Location: Sydney, Australia
Results: Can an eruption of intense anger trigger a heart attack? New research out of the University of Sydney in Australia suggests just that. In fact, a new study found that the risk of suffering a heart attack is over eight times higher during the two hours following an outburst of extreme anger. Dr. Thomas Buckley, the study’s lead author, says in a statement that the triggers for these angry feelings were related to everything from arguments with family and/or friends, to work, to road rage.
Significance: “Acute anger has been shown to increase your heart rate, your blood pressure, and the stiffness in your blood vessels,” says Elizabeth Mostofsky, an instructor in the Department of Epidemiology at Harvard School of Public Health. While Mostofsky did not work on this last study, Dr. Buckley is one of her colleagues. She says that minimizing the intensity of the anger and the frequency of outbursts may help.
Location of study: U.S.
Study subjects: 58,000 people who’d undergone heart stress tests
Results: Curious about your risk of dying over the next decade? A simple treadmill performance test appears to be a good indicator of your odds. By examining factors like sex, gender, age and the amount of energy that was expended during the test, researchers at Johns Hopkins Medicine created a formula to predict risk over a 10-year period.
Significance: Researchers say the formula is more accurate than any other when it comes to predicting mortality. “We’ve always known that fitness is connected to overall health and well-being; what we didn’t know was exactly which exercise parameters are most predictive of long-term survival,” says lead investigator Haitham Ahmed, M.D. M.P.H.
Location of study: U.S.
Results: Can quitting smoking inadvertently impact early detection of lung cancer?
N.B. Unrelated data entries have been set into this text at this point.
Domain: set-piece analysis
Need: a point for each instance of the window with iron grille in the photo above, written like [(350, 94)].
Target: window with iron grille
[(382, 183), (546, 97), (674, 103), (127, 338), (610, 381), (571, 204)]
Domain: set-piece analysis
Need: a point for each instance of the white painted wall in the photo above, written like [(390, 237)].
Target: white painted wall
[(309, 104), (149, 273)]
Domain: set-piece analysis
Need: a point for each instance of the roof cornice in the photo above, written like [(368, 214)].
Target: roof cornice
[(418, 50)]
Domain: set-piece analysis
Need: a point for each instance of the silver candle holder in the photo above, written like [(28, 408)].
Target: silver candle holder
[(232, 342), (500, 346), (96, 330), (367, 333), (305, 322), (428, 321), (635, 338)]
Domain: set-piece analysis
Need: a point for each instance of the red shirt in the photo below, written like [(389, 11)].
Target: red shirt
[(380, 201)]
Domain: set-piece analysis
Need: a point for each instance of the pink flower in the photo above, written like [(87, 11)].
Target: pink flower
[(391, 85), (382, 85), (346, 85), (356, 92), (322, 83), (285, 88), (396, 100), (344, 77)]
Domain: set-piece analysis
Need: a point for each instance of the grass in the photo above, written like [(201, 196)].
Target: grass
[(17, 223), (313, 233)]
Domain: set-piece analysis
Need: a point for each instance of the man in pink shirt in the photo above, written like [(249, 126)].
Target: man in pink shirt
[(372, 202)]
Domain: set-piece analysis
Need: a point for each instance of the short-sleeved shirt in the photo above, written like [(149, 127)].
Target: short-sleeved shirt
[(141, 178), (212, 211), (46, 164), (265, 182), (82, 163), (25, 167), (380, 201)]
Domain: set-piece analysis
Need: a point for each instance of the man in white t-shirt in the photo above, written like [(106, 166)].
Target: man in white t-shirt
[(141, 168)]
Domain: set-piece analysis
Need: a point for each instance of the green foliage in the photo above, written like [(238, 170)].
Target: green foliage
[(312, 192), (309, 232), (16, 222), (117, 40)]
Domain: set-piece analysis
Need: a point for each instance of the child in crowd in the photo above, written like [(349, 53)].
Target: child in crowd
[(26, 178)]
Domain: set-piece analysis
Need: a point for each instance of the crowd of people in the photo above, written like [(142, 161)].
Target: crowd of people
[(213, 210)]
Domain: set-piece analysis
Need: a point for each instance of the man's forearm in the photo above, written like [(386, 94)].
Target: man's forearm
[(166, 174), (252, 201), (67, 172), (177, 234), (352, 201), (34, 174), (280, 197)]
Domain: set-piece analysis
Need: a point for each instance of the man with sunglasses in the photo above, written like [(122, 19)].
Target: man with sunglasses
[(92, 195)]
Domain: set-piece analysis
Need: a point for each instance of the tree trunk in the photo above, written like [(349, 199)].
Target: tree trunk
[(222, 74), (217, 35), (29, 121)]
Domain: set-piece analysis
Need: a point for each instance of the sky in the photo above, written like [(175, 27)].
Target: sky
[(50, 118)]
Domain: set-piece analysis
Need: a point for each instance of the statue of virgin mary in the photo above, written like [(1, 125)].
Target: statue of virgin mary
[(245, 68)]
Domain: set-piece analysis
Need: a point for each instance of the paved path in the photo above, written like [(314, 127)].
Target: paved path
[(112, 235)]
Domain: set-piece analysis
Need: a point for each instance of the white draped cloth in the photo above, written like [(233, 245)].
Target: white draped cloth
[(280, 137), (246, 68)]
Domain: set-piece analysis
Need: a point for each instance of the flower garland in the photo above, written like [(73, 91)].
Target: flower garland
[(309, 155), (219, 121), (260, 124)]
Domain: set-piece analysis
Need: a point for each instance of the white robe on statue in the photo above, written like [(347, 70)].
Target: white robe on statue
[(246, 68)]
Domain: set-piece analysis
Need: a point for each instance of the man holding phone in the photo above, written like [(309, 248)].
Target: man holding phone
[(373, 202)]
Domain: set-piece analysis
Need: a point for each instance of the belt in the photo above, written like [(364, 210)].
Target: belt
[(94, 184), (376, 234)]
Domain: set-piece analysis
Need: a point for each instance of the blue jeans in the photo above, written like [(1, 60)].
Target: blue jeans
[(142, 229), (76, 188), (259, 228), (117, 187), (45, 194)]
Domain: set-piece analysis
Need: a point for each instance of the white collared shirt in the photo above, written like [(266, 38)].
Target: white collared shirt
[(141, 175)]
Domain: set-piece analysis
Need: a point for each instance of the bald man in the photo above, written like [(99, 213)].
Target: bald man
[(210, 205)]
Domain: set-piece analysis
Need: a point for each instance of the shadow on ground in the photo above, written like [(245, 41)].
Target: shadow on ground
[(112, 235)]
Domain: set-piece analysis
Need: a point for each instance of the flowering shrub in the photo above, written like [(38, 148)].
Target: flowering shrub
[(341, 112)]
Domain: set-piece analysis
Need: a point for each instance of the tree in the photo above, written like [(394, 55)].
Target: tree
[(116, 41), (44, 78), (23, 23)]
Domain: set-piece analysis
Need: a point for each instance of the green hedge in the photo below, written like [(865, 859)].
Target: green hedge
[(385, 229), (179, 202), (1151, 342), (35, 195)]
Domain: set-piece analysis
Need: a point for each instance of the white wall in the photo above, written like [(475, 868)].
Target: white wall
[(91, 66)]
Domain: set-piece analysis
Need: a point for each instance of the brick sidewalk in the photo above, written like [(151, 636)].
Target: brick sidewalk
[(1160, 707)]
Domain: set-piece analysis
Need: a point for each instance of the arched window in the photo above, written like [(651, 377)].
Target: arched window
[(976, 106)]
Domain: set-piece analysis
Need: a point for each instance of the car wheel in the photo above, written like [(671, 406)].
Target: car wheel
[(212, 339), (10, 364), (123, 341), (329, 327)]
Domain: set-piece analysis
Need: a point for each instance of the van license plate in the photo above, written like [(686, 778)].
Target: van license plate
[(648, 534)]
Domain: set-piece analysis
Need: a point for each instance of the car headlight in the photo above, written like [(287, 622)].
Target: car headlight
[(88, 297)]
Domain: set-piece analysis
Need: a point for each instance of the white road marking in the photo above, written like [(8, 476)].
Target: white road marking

It turns out CT screening is highly effective in identifying the disease. Current guidelines recommend them for asymptomatic adults aged 55 to 80 who have smoked at least one pack of cigarettes a day for thirty years and are still smoking today. But a recent retrospective study suggests that many former smokers may fall through the screening cracks.
Significance: People who quit smoking or cut back to the point that they’re ineligible for CT screening may miss the opportunity to catch early-stage lung cancer. Even so, researchers say that relaxing this criterion too much also raises some concerns related to radiation exposure, medical costs and false positive results. Whether the criterion for CT screening is changed or not remains to be seen.